AUSTIN –– After years of speculation, Bill Powers' future as president of the University of Texas at Austin may finally be put to a vote by the UT System's Board of Regents on Thursday.
The agenda for the board's meeting includes a closed-door discussion followed by appropriate action "related to recommendation by Executive Vice Chancellor for Academic Affairs and Chancellor concerning employment of William C. Powers, Jr., as President of The University of Texas at Austin."
Knowing that the board is split on the issue of whether Powers should stick around, his supporters are wary of the outcome.
The Texas Exes, the UT-Austin alumni organization, which has been supportive of the current administration, sent out an email to members encouraging them to attend the meeting in Austin, if possible, indicating they hope to have a "strong and positive presence" throughout the day-long proceedings.
"Now is the time to show your support of his administration and continue to focus on the positive, reinforcing UT's mission of excellence in teaching and research," they wrote. "Our alumni stand behind Bill Powers' vision to make UT-Austin the top public teaching and research university in the country."
The executive committee of the university's faculty council issued a statement on Wednesday backing Powers, who they said has "enhanced the quality and stature of the institution's undergraduate education, its graduate programs, its research mission, its commitment to medical education and care, and its service to the community and to higher education generally."
Powers also received expressions of support from the Texas Coalition for Excellence in Higher Education, an organization that formed in 2011 to push back against controversial higher ed reforms that had been promoted by Gov.
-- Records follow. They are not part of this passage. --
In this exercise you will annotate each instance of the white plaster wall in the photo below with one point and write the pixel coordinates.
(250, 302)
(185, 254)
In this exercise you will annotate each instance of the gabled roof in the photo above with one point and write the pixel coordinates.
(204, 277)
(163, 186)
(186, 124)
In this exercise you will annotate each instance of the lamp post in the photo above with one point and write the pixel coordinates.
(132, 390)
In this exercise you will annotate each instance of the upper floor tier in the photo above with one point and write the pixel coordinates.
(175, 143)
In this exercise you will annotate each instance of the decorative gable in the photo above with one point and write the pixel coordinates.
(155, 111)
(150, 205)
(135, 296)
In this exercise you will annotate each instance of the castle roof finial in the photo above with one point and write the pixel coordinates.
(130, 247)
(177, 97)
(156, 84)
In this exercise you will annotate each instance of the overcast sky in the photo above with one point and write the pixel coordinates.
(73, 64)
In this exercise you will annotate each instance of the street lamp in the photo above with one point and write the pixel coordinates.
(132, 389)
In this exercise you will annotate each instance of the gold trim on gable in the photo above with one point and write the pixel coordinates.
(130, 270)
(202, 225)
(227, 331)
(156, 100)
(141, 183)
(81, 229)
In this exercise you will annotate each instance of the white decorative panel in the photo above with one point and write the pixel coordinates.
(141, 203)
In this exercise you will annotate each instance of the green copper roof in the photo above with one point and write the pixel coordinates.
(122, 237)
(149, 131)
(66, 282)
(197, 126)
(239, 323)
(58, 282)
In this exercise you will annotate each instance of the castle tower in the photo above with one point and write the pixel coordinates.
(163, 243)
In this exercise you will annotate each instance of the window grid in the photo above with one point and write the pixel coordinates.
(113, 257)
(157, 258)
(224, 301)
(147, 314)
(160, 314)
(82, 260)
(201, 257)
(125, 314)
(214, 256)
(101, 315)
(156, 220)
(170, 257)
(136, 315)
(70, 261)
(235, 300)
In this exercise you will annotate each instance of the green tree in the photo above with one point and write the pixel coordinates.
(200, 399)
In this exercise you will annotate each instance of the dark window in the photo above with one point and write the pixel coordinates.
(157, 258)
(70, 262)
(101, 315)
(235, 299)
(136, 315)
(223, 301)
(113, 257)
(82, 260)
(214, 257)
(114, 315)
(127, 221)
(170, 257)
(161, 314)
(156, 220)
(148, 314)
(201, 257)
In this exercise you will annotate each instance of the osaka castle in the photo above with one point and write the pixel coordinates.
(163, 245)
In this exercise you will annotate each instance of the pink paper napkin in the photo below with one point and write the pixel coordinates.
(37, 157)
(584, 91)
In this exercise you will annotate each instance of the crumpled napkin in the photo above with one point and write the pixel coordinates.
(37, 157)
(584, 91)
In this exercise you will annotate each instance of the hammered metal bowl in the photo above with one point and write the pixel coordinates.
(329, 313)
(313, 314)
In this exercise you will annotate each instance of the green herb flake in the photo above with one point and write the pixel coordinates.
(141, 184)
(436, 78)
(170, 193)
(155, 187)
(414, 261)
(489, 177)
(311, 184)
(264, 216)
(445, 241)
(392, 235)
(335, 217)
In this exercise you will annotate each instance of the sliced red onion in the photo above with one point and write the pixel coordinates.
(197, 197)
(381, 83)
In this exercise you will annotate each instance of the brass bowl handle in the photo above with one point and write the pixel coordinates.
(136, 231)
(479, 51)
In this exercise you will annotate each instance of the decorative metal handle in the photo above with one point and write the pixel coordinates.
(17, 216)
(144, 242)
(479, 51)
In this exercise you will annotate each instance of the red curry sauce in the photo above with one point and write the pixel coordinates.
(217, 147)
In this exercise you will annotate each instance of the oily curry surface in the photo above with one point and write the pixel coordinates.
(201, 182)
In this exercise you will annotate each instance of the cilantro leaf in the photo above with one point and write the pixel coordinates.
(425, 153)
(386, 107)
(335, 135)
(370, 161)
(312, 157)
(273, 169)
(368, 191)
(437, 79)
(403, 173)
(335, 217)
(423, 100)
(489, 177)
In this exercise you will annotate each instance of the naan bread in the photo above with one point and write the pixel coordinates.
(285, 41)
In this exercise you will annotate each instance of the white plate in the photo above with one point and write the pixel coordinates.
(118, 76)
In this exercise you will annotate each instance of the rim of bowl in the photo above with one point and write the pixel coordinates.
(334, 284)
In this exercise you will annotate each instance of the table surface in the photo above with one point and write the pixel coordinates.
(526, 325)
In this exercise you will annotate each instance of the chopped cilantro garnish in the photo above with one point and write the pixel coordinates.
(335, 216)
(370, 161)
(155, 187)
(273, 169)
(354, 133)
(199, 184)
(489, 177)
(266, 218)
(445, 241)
Rick Perry.
Multiple sources told the Tribune that termination of the president would be an unlikely outcome of Thursday's discussion.
The board's chairman, Paul Foster, has signaled a desire to move beyond the controversy that has plagued the board for nearly three years. And the board's newest members, prior to their confirmation by the state Senate, pledged not to seek to oust Powers, who recently took over as chair of the Association of American Universities.
Futhermore, a legislative committee that is investigating — and may recommend the impeachment of — one of the regents has repeatedly asked the board not to take negative employment action against anybody involved in its investigation, including Powers.
State Rep. Dan Flynn, R-Van, the committee's co-chair, did not express particular concern about Thursday's meeting. "You can worry yourself to death about things that might happen, or you can wait and see what happens," he said.
Flynn said the UT System has been "most cooperative" with the investigation thus far, and he anticipates that it will "continue to honor" the committee's wishes. Given the historic nature of the current circumstances — no regent has ever undergone such impeachment proceedings in the state's history — he said the agenda item was probably included out of "an overabundance of caution and transparency."
"They have some discussion they want to have, and they want to be sure that's on the record," Flynn said. "I understand that."
State Sen. Judith Zaffirini, D-Laredo, who has been a vocal advocate for Powers, warned that "all hell would break loose" if Powers were terminated or a plan for a constructed exit was presented.
"I cannot imagine they would take any negative action at this point in time," she said of the regents. "I see no reason for an agenda item at this point in time. If anything, I hope they have a vote of confidence in him."
She also offered another alternative. "If they want to avoid a vote," she said, "they should simply not have an action. But under no circumstances should they consider his termination."
Powers is one of two prominent UT-Austin employees whose future employment could be up in the air. The university's embattled football coach, Mack Brown, who is also the highest-paid state employee in Texas, has reportedly been considering stepping down.